La notizia è stata anticipata lo scorso settembre da Antonio Pérez su Somos Lavapiés, e la data precisa è stata specificata dal giornalista Pedro Zuazua su El País: questa pescheria, famosa non solo per i prezzi, il servizio e la qualità dei prodotti, ma anche per il suo modo particolare di servirli, facendoli volare in aria, chiuderà “sicuramente” il prossimo 31 marzo.
Il motivo è semplicemente il pensionamento di Fernando Alonso, il proprietario, che dopo più di 50 anni di attività spiega che è arrivato il momento di chiudere i battenti e riposarsi.
La storia della famiglia Alonso è legata alla vendita di pesce da tanti anni, prima che scoppiasse la guerra civile: un suo prozio ha comprato l’attività e le generazioni successive hanno continuato a gestirla. E così è stato fino ad ora: la famiglia ha deciso di vendere sia il locale che l’edificio di due piani in cui si trova.
Da negozio di quartiere a hotel capsula

Mentre alcuni se ne vanno per godersi un meritato riposo, altri vengono cacciati.
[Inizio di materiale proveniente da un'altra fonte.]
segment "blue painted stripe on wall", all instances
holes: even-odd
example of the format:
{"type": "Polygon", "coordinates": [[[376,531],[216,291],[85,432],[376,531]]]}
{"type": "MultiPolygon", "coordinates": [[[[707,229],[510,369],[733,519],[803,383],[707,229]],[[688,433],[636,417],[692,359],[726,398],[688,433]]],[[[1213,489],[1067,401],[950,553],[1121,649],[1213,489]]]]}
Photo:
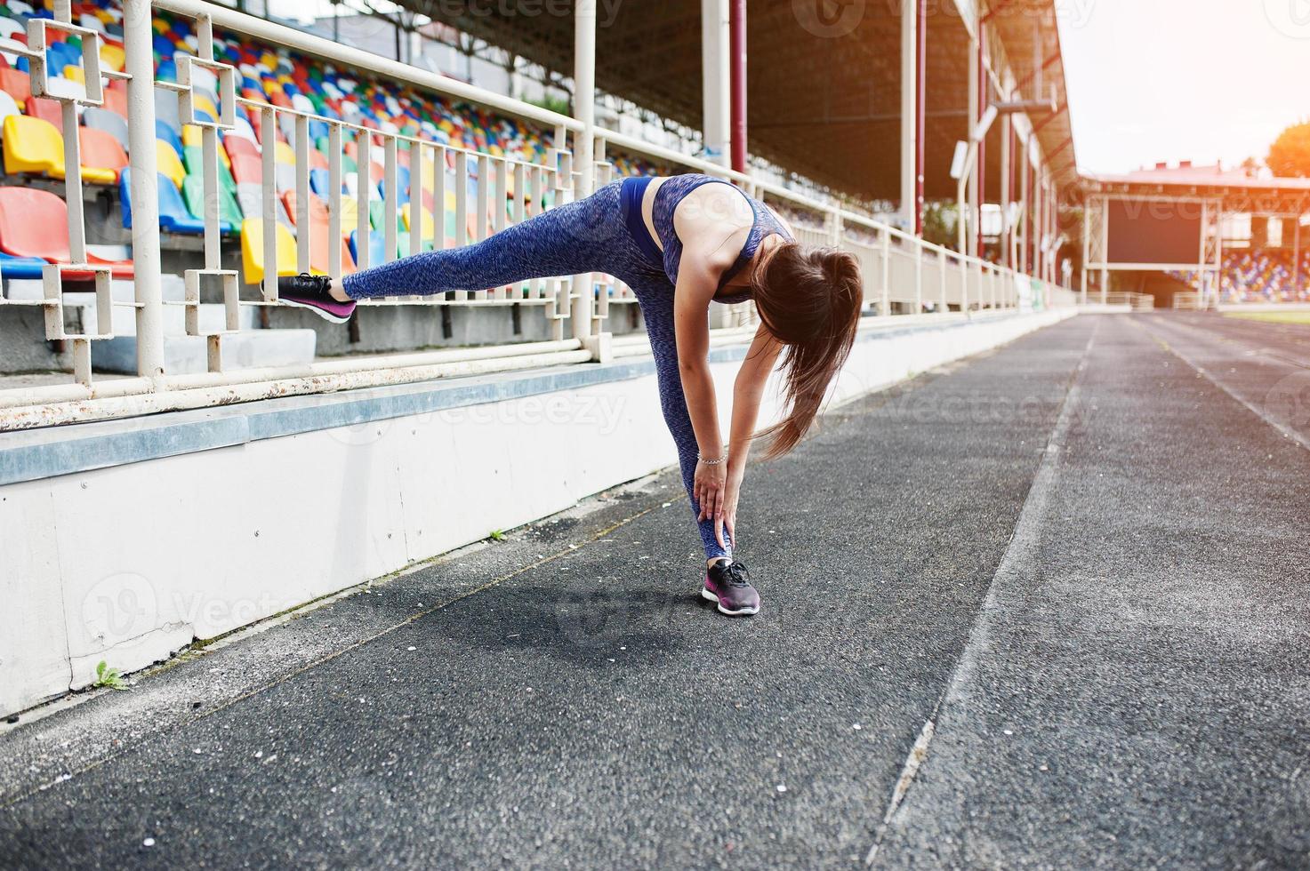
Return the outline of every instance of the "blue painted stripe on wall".
{"type": "MultiPolygon", "coordinates": [[[[964,324],[892,327],[863,333],[858,341],[950,330],[964,324]]],[[[709,359],[711,363],[731,363],[743,359],[745,352],[744,344],[718,347],[710,350],[709,359]]],[[[500,372],[363,388],[346,393],[265,399],[221,409],[172,411],[126,420],[3,432],[0,486],[225,448],[259,439],[576,390],[654,373],[655,363],[651,359],[617,360],[603,365],[574,364],[557,369],[500,372]]]]}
La gentrificazione sta da tempo causando danni a Lavapiés e uno dei negozi che è scomparso sei anni fa è stato il ristorante senegalese Baobab (calle de Cabestreros, 1) e la pensione Prinoy.
Il futuro dell’immobile prevede la sua trasformazione in un hotel capsula e, nonostante i lavori fossero già iniziati, il Comune di Madrid ha bloccato (per ora) la demolizione dell’edificio.
La decisione è stata presa dopo che Antonio Giraldo, portavoce dell’Urbanistica del gruppo municipale socialista, ha presentato una denuncia alla Procura Provinciale, poiché l’edificio ha un alto valore patrimoniale e potrebbe avere diversi secoli di antichità.
Il futuro dell’edificio è ora nelle mani della Comunità di Madrid: se deciderà di non proteggerlo, la demolizione riprenderà.